Дед на секунду остолбенел, палка застыла в воздухе.
— Санька! — узнал он. — Так это, значит, ты над станцией кружил.
— Я, деда, я, — сознался Санька.
— Значит, ты, — недобро протянул дед. — Хорош внук, ничего не скажешь. Ты на кого, поганец, кулаки выставил, а? На родного деда!
— Так я тебя хотел увидеть, — начал оправдываться Санька. — Дай, думаю, погляжу.
— Кто разрешил низко лететь, а? Иль думаешь, я не знаю, на какой высоте вам разрешается летать? Иль Думаешь, тебе все позволено?

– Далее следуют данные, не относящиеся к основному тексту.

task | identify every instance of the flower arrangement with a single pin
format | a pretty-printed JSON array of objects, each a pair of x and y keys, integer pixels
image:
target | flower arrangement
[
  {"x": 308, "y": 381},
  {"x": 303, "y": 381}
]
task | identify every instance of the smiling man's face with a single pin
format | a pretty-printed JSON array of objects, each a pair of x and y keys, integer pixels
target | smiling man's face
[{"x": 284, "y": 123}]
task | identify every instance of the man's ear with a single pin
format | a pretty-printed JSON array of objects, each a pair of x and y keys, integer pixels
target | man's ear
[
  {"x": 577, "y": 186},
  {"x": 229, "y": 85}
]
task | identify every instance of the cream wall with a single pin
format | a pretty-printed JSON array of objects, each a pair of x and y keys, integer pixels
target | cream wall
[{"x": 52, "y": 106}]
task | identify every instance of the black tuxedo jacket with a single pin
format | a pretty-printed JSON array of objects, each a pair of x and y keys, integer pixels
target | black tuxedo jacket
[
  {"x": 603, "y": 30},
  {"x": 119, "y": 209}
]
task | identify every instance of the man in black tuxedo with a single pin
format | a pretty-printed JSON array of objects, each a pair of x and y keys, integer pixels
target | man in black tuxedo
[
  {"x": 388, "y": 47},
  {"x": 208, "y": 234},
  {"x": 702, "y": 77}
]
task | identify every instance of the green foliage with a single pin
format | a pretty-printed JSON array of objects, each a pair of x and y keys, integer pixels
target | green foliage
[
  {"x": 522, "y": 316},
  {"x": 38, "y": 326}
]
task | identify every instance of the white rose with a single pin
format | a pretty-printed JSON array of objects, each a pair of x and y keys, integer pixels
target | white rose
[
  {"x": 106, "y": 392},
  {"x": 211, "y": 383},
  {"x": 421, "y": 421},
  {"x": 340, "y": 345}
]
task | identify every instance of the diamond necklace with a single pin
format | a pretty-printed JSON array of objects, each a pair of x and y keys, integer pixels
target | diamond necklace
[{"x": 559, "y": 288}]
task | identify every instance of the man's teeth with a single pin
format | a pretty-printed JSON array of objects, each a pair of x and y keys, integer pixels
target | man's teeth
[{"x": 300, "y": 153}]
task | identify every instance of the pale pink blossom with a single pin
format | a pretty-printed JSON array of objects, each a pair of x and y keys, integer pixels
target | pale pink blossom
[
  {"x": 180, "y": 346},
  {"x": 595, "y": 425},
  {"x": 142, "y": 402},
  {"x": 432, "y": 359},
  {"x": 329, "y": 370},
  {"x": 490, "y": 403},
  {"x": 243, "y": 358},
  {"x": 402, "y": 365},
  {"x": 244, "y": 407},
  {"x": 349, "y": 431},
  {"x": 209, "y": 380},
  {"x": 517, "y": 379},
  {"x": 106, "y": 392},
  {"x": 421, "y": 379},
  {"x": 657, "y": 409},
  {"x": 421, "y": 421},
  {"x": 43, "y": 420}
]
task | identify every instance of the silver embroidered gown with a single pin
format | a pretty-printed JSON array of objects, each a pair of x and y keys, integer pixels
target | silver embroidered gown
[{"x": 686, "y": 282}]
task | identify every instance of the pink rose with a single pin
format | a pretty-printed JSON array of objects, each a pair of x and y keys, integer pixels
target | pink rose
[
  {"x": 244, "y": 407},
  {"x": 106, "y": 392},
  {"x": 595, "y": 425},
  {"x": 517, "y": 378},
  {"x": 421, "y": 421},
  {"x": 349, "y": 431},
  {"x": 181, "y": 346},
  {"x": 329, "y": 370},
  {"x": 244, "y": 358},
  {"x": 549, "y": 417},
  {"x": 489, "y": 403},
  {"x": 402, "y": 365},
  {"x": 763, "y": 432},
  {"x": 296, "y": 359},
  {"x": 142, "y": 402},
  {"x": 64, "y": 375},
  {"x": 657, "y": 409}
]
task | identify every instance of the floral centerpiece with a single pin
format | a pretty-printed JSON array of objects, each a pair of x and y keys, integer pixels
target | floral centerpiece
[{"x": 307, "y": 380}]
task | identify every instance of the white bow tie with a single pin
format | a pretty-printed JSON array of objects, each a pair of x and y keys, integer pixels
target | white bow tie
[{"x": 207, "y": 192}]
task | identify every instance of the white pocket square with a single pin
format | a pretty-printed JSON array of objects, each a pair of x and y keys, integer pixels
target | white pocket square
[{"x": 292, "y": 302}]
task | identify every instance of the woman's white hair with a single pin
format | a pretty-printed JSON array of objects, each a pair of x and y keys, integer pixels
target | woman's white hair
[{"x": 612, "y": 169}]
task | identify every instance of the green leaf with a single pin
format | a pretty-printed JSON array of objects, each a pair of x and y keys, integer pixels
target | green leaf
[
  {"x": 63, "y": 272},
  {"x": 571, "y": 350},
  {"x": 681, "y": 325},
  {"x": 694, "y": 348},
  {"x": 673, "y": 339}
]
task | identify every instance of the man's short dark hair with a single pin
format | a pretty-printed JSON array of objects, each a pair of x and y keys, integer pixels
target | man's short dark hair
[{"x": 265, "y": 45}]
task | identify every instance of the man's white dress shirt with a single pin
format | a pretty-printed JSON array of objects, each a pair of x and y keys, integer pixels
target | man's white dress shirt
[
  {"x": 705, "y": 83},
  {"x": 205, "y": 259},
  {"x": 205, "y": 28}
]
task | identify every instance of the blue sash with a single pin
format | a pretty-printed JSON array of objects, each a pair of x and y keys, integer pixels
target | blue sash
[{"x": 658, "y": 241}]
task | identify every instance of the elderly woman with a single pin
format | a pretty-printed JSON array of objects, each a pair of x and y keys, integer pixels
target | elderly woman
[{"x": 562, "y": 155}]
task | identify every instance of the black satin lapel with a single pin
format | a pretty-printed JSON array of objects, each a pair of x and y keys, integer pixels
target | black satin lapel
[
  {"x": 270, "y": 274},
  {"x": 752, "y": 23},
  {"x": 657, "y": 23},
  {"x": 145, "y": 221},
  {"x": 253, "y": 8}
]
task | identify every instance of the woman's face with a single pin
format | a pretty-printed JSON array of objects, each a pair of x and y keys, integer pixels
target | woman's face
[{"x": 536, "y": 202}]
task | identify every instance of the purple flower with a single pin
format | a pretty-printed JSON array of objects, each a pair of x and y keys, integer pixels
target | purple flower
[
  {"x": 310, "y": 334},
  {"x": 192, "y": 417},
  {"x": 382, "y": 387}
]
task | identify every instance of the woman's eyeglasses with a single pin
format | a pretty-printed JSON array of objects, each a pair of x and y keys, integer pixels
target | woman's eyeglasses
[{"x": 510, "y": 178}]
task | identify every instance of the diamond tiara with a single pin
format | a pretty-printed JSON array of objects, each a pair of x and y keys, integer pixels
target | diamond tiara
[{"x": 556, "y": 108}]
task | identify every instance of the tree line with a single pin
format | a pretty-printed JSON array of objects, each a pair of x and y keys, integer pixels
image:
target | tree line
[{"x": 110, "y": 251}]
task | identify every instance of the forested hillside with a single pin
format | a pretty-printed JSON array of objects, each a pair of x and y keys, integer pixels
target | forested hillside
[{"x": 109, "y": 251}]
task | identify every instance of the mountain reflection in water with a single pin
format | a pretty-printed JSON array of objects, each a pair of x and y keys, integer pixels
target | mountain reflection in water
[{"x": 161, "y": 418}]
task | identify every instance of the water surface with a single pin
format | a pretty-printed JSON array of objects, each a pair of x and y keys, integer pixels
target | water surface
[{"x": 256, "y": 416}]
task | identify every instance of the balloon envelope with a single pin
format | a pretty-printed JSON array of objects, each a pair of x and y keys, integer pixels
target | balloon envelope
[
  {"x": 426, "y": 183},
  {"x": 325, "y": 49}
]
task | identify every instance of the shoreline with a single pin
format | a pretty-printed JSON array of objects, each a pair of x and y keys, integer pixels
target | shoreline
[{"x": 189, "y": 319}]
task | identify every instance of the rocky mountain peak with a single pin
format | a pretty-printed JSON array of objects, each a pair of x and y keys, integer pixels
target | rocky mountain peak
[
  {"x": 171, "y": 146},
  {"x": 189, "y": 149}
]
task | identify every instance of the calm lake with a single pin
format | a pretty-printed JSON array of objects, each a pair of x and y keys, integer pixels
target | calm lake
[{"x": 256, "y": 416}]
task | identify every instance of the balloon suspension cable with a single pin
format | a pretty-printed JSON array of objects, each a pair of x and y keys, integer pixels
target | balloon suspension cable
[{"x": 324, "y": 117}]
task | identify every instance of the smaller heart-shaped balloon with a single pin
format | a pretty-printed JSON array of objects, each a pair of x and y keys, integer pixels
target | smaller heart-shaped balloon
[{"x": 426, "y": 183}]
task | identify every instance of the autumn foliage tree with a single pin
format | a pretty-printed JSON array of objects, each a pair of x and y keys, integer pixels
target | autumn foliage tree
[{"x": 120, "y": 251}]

А я говорю, не позволено!
— Да чего вы все на меня? — взмолился Санька. — Что тут, самолета не видели, что ли? Чем палкой махать, ты бы сначала разобрался.
— А ну садись в машину. Я тебя на станцию свожу. Посмотришь, что натворил, и пусть люди на тебя посмотрят. От твоих выкрутасов свиньи забор повалили, парник разнесли. Все грядки потоптали.
— Да не думал я, что так получится.
— Не думал, говоришь. Вот они твоему начальству жалобу напишут, тогда задумаешься, да поздно будет.
Дед развернулся и, опираясь на суковатую березовую палку, захромал к видавшей виды «эмке», которую когда-то перегонял из города на станцию Санькин отец. Машина заурчала тихо, но ровно и, покачиваясь на ухабах, покатила к дороге, на станцию.
«Вот и встретились, вот и поговорили», — думал Санька, провожая взглядом машину.